QC¶
See the qc hydra-genetics module documentation for more details on the softwares for the quality control. Default hydra-genetics settings/resources are used if no configuration is specified.
Pipeline output files:¶
results/rna/qc/multiqc_RNA.htmlresults/rna/{sample}_{type}/qc/{sample}_{type}.house_keeping_gene_coverage.tsv
MultiQC¶
A MultiQC html report is generated using MultiQC v1.11. The report starts with a general statistics table showing the most important QC-values followed by additional QC data and diagrams. The qc data is generated using FastQC, mosdepth, samtools, and picard.
Configuration¶
Software settings
multiqc: reports: RNA: qc_files- configuration of input files to MultiQC in the config file
# config.yaml
multiqc:
container: "docker://hydragenetics/multiqc:1.11"
reports:
RNA:
config: "config/multiqc_config_rna.yaml"
included_unit_types: ["R"]
qc_files:
- "qc/fastqc/{sample}_{type}_{flowcell}_{lane}_{barcode}_fastq1_fastqc.zip"

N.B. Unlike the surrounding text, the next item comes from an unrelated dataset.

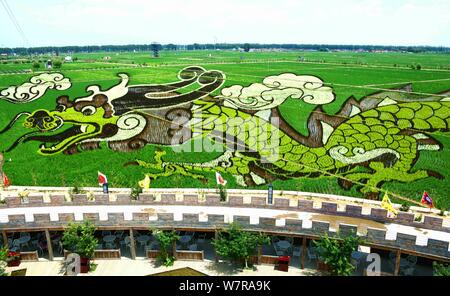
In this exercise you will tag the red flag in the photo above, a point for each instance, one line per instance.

- "qc/fastqc/{sample}_{type}_{flowcell}_{lane}_{barcode}_fastq2_fastqc.zip"
- "qc/mosdepth/{sample}_{type}.mosdepth.global.dist.txt"
- "qc/mosdepth/{sample}_{type}.mosdepth.region.dist.txt"
- "qc/picard_collect_alignment_summary_metrics/{sample}_{type}.alignment_summary_metrics.txt"
- "qc/picard_collect_hs_metrics/{sample}_{type}.HsMetrics.txt"
- "qc/samtools_stats/{sample}_{type}.samtools-stats.txt"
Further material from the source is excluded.